Così il brasiliano deve portarsi due ragazzi della Primavera in panchina, mandare in porta Dida e convertire il modulo in un elementare 4-4-2, con Borriello e Inzaghi davanti e Seedorf e Abate esterni di centrocampo. Flamini è l'unico che corre (a Cagliari non ci sarà perché squalificato), gli altri interpretano male lo schema e Reja, pur ottenendo poco dalla coppia Rocchi-Zarate, vince la sfida tattica con i suoi cinque mediani.
L'inizio del Milan è tutt'altro che scoraggiante. Soprattutto perché Seedorf, pur correndo al minimo sindacale, prova a sopperire alla carenza di fantasia. Dopo 50 secondi inventa una grande verticalizzazione, Borriello di tacco devia per Abate il cui tiro è debole. Non è per questo, però, che i circa duemila tifosi della Lazio ululano ogni volta che Seedorf tocca il pallone. Lo speaker del Meazza avverte due volte che comportamenti razzisti possono portare alla sospensione della ara, ma serve a poco. E Seedorf con troppe palle perse si attira anche i fischi dei suoi tifosi.
Al 17' il contestato rigore. Flamini punta Kolarov, gli sbatte addosso e cade in area: per Tagliavento è rigore e Borriello segna il suo decimo gol in campionato. Dopo il vantaggio, però, i rossoneri calano di ritmo. La Lazio fa valere la superiorità numerica in mezzo al campo e ci mette più rabbia agonistica. Lichtsteiner dilaga sulla fascia destra ed è bravo a trovarsi ad approfittare del goffo intervento di Antonini che, rinviando un cross di Ledesma, gli serve un involontario assist a due metri dalla porta.

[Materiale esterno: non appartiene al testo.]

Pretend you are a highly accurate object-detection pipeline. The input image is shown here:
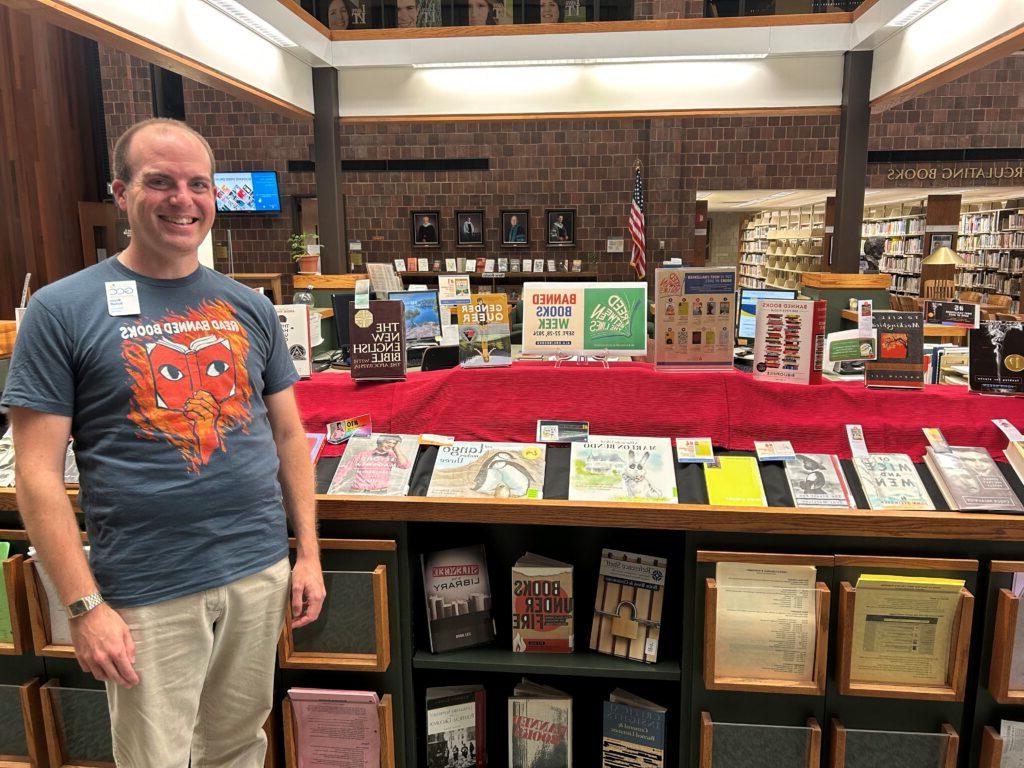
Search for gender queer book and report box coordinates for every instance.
[327,432,420,496]
[348,301,406,381]
[968,321,1024,394]
[783,454,857,509]
[427,441,545,499]
[509,678,572,768]
[925,445,1024,512]
[864,309,927,389]
[512,552,573,653]
[853,454,935,509]
[590,549,668,664]
[427,685,487,768]
[601,688,667,768]
[569,435,679,504]
[457,293,512,368]
[420,545,495,653]
[703,456,768,507]
[754,299,827,384]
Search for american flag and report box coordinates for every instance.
[627,163,647,280]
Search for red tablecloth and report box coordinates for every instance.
[296,362,1024,460]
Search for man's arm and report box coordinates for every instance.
[264,387,327,629]
[10,408,138,688]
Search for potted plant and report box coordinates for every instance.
[288,232,319,274]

Nella ripresa Reja si chiude in difesa provando a ripartire. E quando gli spazi scarseggiano il Milan fa fatica. Anche se le occasioni non mancano. Borriello ne ha un paio e al 9' è sfortunato Antonini perché si stampa sulla traversa il suo destro dal limite dell'area. La Lazio corre molto di più. E quando all'11' Cruz entra per Rocchi ha anche qualche soluzione offensiva in più, ma alla fine Dida, nonostante le consuete incertezze, vive una serata tranquilla.
Leonardo raschia il fondo della panchina e al 32' leva Inzaghi per Zigoni, 18 anni più giovane, che non riesce al lasciare il segno nel suo esordio in serie A. Al 37' la palla del match è sui piedi di Abate che non approfitta di una totale bambola della difesa laziale e spara alto a porta vuota. Finisce con Galliani che si tiene il volto fra le mani, il Milan che esce fra i fischi dei tifosi e la Lazio che festeggia in mezzo al campo: e il sorriso di Reja si incrina solo quando Foggia nella baldoria gli rompe gli occhiali.